We have examined the mutational basis of adenine phosphoribosyltransferase (APRT, EC 2.4.2.7) deficiency (MIM 102600) in a patient of Polish origin who has been passing 2,8-dihydroxyadenine (DHA) stones since birth, but has considerable residual enzyme activity in lymphocyte extracts. The five exons and flanking regions of APRT were amplified by PCR and then sequenced. A single T insertion was identified at the intron 4 splice donor site (TGgtaa to TGgttaa:IVS4+2insT) in one allele from the proband, his mother, and brother. A G-to-T transversion in exon 5 (GTC-to-TTC:c.448G>T, V150F) was identified in the other allele, and this mutation was also present in one allele from the father and the paternal grandmother. Tru91 and AvaII digestions of PCR products spanning exons 4 and 5, respectively, confirmed the mutations. The mother was heterozygous for an intragenic TaqI site, but all other family members were homozygous for the presence of this site. IVS4+2insT, located on the allele containing the TaqI site, has been identified previously in several families from Europe, suggesting a founder effect, but the substitution in exon 5 is a novel mutation. IVS4+2insT is known to result in complete loss of enzyme activity, and our results suggest that V150F produces an enzyme that is nonfunctional in vivo but has considerable residual activity in vitro.

Altered gene expression in kidneys of mice with 2,8-dihydroxyadenine nephrolithiasis.
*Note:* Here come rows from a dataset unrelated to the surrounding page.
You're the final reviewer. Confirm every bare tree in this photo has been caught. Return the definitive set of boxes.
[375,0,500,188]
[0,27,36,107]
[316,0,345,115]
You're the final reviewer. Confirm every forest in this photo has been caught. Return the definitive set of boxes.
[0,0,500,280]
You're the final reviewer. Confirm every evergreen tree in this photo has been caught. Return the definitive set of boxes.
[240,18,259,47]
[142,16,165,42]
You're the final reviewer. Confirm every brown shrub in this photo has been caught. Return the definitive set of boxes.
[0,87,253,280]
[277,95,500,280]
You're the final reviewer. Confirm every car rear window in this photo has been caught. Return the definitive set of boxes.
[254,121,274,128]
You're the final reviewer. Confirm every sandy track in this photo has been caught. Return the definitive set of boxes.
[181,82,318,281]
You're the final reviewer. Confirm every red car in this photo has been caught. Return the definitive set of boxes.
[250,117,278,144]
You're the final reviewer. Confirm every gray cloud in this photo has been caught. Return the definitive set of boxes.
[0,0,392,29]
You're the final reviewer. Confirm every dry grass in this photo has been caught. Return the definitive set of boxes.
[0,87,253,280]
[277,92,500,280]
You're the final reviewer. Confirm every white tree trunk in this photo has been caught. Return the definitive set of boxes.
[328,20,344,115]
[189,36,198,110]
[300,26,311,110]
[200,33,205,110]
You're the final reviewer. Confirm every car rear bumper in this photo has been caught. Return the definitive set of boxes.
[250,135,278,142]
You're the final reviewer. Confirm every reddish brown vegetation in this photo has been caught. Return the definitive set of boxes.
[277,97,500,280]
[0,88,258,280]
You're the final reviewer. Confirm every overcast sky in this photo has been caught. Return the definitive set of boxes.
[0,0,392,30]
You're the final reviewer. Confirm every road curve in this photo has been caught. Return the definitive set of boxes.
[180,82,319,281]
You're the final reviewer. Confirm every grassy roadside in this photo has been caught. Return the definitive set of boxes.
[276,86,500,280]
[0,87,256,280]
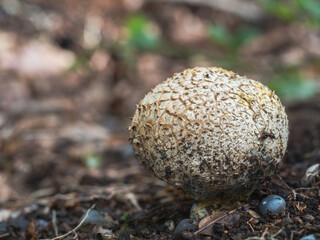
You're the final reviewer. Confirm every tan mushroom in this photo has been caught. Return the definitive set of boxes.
[129,67,289,206]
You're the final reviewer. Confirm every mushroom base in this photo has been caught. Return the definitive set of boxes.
[190,192,252,221]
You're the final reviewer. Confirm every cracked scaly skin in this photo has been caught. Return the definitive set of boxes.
[129,67,289,200]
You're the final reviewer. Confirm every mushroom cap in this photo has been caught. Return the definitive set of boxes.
[129,67,289,200]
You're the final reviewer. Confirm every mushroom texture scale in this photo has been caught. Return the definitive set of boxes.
[129,67,289,200]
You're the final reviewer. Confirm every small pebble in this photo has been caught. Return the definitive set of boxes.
[190,203,211,220]
[292,217,302,224]
[81,210,106,226]
[301,163,320,186]
[259,195,286,217]
[300,233,320,240]
[173,219,198,240]
[302,214,314,222]
[164,220,175,232]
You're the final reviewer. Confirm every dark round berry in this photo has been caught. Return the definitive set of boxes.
[173,219,198,240]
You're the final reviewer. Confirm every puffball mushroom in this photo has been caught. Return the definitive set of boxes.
[129,67,289,200]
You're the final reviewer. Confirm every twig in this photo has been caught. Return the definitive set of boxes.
[52,210,59,236]
[41,204,96,240]
[194,204,248,235]
[0,233,10,238]
[147,0,264,21]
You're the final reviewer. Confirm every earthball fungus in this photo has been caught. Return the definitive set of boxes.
[129,67,289,200]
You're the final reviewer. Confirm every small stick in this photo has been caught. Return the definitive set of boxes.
[52,210,59,236]
[194,204,248,235]
[41,204,96,240]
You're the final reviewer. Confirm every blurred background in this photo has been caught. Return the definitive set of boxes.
[0,0,320,238]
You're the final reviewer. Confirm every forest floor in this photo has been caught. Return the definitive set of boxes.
[0,0,320,240]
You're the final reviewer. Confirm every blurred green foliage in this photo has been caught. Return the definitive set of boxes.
[208,23,259,53]
[259,0,320,27]
[125,14,160,50]
[268,73,318,100]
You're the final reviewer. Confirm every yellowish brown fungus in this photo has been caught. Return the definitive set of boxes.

BACKGROUND: We have developed a knockout mouse model for adenine phosphoribosyltransferase (APRT) deficiency, a condition that often leads to 2,8-dihydroxyadenine (DHA) nephrolithiasis in humans. Aprt knockout male mice develop severe renal damage by three months of age, but this is strain specific. Renal damage in female mice is less pronounced than in males. The gene level changes that promote renal injury in APRT-deficient mice are not known. METHODS: We used mRNA differential display polymerase chain reaction (DD-PCR) to analyze renal gene expression changes in APRT-deficient male and female mice (strain C3H) compared with age- and sex-matched Aprt heterozygote controls. The differentially amplified bands were reamplified, cloned, sequenced, and queried against the National Center for Biotechnology Information nonredundant databases using the Basic Alignment Search Tool. Relative quantitative reverse transcription-polymerase chain reaction was used to confirm the results of DD-PCR for a selected number of genes in one-, three-, and six-month-old male and female mice. RESULTS: Sixty-three differentially amplified bands were identified, including 21 for known genes, and 8 of these were examined further. In three-month-old APRT-deficient male mice, the expression of C10 was increased tenfold, and there was a fourfold to sevenfold increase in the expression of a disintegrin and metalloproteinase with thrombospondin motifs (ADAMTS-1), MGP (matrix Gla protein), and lysyl oxidase (LOX). The expression of cholecystokinin-A receptor (CCKAR), imprinted multimembrane-spanning polyspecific transporter-like gene 1 (IMPT-1), and kidney androgen-regulated protein (KAP) was diminished twofold to fourfold, but there was little or no change in the expression of organic anion transporter (OATP). Except for a more than tenfold increase in C10 expression and up to tenfold decrease in KAP expression, APRT-deficient female mice did not show significant changes in gene expression compared with controls. CONCLUSIONS: These findings suggest that (1) there are sex-related differences in gene expression in DHA lithiasis, possibly caused by increased deposition of DHA crystals in male compared with female kidneys; and (2) the expression of certain genes (for example, C10) may simply be an indication of nonspecific cellular stimulation and may not be related to renal injury.